Soon enough, she’s used her red wagon to transport to transport the sundries of her operation, and her shop is up and running. She has a blue umbrella, driven into the ground. (It keeps the sun away, and its bright color draws attention, she says.) She has a cooler of iced water. She’s got some insect spray, because even the best real estate sometimes comes with a few mosquitos. And she has a sign. On it: a marker-drawn flower and a price. Water Bottles: $1, it says.
She smiles at joggers that pass.
She waves like a beauty queen. (Well, since she is a beauty queen, I guess I should just say she waves, since the rest is implied.)
She watches as people come close, keeping eye-contact right up until she’s able to call out to them, “I have water for sale!” She uses her cutest, sweetest, most innocent smile. I’m pretty sure there’s at least a little eyelash-batting.
No one but me seems to know it’s a put on.
People are too busy thinking she's cute. Even cuter when she tries to upsell them. “A banana would go really well with that water,” she sas. “Don’t you think? It’s just another dollar.”
They hand her money. Leave her tips. (Tips!)
Eventually Sam—not having calculated the effect tipping might have on the ultimate profit-sharing—comes out, looking for his own share of the tipping. He holds signs and waves—not quite like a beauty queen, but competently. People stop to compliment him about his smile.
They do this two days in a row before the weather turns cold again. In those two days, they work one hour a day.
They net $40.
Or, another way to look at it. They spent $10 on supply (and you bet your bum I made them pay), they took that and grossed 500% better.
IN TWO HOURS.
As soon as the heat returns, they plan to be back out there.
Later on, when they are in their rooms, putting away their money and getting ready for bed, I think about it all. I think about how I thought we were relaxing at Sam’s Club with our eyes closed. But what was really happening was this: supply chain calculation, strategic pricing, strategic real estate setup, market-needs analysis, profit-loss estimation, division of labor, managerial supervision, salesmanship planing, marketing. Some of it was spoken. Some of it had gone on behind the scenes. (They had a pre-arranged salary for goodness sakes.)
And I realize: these babies of mine... they are not cute little lemonade-stand babies. They are not normal little buddies who are content to slosh around some crystal light for $0.05 a paper cup. No.

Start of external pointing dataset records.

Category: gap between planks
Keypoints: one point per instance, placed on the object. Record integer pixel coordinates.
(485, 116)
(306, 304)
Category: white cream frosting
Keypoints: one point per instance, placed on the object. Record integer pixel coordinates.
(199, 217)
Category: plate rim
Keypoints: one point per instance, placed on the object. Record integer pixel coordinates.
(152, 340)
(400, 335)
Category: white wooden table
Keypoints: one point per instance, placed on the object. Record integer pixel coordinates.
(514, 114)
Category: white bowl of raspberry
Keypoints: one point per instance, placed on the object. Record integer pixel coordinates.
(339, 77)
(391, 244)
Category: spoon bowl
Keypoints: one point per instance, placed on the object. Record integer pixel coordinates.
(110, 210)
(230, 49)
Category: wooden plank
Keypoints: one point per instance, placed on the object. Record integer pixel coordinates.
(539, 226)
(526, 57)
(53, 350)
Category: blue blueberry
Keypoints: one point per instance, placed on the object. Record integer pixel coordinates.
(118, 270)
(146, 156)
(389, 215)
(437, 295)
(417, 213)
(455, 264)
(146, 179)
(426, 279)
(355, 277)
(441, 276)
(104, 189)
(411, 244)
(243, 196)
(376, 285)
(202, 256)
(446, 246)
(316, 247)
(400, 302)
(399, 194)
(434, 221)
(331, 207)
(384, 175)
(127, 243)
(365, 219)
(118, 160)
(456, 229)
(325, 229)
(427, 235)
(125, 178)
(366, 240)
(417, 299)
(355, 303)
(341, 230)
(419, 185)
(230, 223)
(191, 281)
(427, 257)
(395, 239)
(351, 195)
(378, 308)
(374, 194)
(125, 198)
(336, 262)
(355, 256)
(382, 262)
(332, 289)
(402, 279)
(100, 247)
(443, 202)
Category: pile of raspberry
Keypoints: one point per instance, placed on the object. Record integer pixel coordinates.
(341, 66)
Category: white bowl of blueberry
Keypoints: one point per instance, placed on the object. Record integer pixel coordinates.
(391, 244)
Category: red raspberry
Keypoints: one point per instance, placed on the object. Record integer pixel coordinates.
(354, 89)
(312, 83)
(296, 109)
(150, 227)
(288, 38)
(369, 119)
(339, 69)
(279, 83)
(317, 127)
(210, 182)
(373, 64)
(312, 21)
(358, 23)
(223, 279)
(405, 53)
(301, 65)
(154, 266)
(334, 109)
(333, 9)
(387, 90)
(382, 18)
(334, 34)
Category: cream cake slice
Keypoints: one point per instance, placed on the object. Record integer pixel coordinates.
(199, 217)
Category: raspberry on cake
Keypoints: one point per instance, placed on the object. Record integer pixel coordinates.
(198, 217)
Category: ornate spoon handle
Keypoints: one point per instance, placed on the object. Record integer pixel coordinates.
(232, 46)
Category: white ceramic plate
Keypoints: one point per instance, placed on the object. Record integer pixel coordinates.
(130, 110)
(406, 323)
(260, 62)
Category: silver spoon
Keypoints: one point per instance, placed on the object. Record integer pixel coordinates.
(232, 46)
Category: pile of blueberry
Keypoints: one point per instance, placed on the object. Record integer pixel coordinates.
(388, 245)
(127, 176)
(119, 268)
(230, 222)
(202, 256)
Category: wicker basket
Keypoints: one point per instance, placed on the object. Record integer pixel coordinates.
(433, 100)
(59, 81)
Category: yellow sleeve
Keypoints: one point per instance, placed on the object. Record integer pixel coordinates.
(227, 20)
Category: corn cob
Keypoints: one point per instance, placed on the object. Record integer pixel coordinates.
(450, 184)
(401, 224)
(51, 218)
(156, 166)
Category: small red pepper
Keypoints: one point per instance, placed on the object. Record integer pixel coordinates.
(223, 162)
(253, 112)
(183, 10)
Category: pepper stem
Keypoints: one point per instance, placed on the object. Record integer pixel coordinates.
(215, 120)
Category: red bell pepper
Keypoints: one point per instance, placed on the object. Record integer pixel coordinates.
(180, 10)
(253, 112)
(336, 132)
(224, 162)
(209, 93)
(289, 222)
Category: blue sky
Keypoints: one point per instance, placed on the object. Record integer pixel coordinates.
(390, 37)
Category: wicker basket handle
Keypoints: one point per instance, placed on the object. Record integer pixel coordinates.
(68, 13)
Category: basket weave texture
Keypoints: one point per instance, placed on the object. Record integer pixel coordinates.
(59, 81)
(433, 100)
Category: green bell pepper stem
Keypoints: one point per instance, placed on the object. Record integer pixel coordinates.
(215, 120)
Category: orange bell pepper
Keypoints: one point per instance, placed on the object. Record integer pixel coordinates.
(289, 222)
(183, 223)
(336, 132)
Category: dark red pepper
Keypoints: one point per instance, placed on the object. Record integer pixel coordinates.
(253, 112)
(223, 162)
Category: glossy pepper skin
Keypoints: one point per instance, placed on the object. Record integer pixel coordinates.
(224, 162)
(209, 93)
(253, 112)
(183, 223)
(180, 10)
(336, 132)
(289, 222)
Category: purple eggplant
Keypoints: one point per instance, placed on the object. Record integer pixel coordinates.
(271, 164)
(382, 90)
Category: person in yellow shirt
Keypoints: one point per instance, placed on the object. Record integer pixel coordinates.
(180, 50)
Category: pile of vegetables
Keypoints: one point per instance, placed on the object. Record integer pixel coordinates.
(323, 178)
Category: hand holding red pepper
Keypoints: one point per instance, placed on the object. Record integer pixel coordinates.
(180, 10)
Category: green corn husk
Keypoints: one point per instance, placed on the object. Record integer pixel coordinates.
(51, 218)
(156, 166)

They are friggin future moguls.
And then, this thought leads me to another realization—a more somber one, in some ways. That is: somewhere, sometime, as I was busy thinking my thoughts about how happy I was that no one pooped on me anymore...
Their quest to take over the world had begun.
I am their mother. And I completely underestimated them.
Cuz otherwise, y’all won’t even see it coming.